Et il m’apprit qui fut Jaurès…

J’ai toujours eu le sentiment que la culture que nous accumulons au fil de nos vies provient de diverses sources différentes. Il y a ce que nous apprenons lors de notre cursus scolaire, ce que nous étudions par passion ou par intérêt, et ce qui nous vient des différentes rencontres marquantes que nous pouvons faire au cours de notre existence. Si vous aimez un homme qui aime Napoléon, vous l’écouterez en parler, même si vous ne partagez pas son enthousiasme. Mais vous approfondissez le sujet, vous apprenez… et c’est finalement bien le but de l’opération.

Un jour où nous faisions le questionnaire de Proust, l’un de mes proches m’a dit qu’il admirait profondément Jean Jaurès. J’avoue humblement que, si je savais bien sûr qui était le personnage et si je connaissais deux ou trois grandes lignes de sa vie, ma connaissance en la matière était très minimaliste. Aussi ai-je regardé, lundi soir, le téléfilm que France 2 lui a consacré, avec le décidément excellent Philippe Torreton.
Puis, ce soir, j’ai pris mes livres et j’ai cherché à en savoir un peu plus.

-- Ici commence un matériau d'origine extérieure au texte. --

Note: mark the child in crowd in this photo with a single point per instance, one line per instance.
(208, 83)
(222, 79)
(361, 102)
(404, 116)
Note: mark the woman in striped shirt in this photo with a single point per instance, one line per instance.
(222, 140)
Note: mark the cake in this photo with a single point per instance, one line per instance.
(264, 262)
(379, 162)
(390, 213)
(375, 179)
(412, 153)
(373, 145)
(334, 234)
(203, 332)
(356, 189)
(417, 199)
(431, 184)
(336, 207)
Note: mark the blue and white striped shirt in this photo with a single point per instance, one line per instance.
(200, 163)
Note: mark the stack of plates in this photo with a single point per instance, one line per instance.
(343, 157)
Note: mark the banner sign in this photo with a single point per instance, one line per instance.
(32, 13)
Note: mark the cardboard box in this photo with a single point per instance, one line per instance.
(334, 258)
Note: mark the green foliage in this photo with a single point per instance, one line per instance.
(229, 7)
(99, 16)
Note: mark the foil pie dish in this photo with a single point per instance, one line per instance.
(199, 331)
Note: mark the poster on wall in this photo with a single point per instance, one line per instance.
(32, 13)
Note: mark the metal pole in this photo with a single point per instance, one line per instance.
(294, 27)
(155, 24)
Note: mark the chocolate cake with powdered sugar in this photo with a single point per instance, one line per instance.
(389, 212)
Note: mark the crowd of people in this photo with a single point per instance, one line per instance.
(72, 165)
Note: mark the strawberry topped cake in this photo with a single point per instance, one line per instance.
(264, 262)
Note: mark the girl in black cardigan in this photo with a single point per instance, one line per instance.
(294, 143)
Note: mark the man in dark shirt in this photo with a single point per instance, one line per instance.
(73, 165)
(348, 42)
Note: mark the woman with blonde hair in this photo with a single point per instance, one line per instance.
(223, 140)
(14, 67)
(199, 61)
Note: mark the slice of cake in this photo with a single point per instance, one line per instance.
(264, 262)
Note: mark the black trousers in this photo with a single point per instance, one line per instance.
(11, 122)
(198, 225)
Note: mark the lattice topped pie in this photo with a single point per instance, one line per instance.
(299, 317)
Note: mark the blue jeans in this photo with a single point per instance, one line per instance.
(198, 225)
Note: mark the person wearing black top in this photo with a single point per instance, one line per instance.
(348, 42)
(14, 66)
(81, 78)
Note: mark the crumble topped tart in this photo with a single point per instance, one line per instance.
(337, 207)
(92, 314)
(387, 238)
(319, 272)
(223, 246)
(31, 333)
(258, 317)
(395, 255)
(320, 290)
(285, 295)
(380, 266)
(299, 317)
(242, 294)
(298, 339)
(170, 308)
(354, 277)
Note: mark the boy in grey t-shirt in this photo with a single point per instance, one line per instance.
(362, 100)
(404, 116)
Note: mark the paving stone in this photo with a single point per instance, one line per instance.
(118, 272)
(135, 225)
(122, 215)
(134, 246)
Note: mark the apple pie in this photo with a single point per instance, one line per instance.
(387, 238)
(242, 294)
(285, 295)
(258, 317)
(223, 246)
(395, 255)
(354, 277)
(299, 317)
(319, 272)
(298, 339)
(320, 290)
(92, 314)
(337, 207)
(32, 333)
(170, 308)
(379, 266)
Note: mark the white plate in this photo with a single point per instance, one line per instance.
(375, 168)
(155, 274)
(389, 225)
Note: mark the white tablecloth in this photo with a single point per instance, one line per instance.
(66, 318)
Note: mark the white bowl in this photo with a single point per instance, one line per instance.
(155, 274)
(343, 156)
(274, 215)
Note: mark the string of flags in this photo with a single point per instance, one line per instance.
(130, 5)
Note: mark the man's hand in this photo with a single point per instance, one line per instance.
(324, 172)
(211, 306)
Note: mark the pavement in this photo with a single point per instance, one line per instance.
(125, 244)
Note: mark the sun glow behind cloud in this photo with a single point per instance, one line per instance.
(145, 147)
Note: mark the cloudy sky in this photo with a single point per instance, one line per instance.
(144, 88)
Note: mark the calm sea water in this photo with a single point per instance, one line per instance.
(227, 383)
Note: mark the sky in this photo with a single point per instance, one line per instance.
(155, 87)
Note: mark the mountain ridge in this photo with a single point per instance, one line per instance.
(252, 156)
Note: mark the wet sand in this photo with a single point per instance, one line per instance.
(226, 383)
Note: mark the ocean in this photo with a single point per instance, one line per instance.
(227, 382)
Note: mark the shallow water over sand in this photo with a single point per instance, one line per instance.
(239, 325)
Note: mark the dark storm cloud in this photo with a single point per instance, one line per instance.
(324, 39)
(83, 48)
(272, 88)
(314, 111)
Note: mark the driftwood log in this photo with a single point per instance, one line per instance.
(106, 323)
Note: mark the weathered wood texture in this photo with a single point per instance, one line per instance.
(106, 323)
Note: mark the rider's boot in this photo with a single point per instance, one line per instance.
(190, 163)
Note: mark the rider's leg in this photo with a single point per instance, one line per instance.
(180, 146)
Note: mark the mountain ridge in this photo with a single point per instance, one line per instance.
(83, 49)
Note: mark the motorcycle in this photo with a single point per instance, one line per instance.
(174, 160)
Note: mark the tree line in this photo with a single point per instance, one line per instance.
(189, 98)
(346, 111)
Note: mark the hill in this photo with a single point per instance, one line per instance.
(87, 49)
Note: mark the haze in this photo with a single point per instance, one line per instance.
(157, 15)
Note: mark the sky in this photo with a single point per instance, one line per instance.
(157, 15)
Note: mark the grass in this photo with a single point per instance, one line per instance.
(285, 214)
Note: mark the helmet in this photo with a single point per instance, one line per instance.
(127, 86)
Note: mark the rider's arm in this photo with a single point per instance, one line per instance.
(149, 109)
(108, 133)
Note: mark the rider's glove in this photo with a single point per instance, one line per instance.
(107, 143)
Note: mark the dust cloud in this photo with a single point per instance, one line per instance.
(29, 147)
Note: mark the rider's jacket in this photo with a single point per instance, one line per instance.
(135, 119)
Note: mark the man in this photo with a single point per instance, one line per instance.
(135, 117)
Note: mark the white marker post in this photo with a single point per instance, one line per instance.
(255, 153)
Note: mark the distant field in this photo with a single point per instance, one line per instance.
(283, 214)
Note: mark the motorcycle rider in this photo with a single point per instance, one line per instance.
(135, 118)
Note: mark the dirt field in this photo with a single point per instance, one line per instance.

La complexité du personnage m’a intriguée. Né dans une famille bourgeoise, agrégé de philosophie, professeur en faculté, c’était un intellectuel pur. Sa carrière politique a révélé sa dimension humaniste, courageuse, engagée, son éloquence. J’ai redécouvert ses combats en faveur de la classe ouvrière. Et je me suis rappelé  la phrase qui termine la chanson de Brel: « Pourquoi a-t-on tué Jaurès?… »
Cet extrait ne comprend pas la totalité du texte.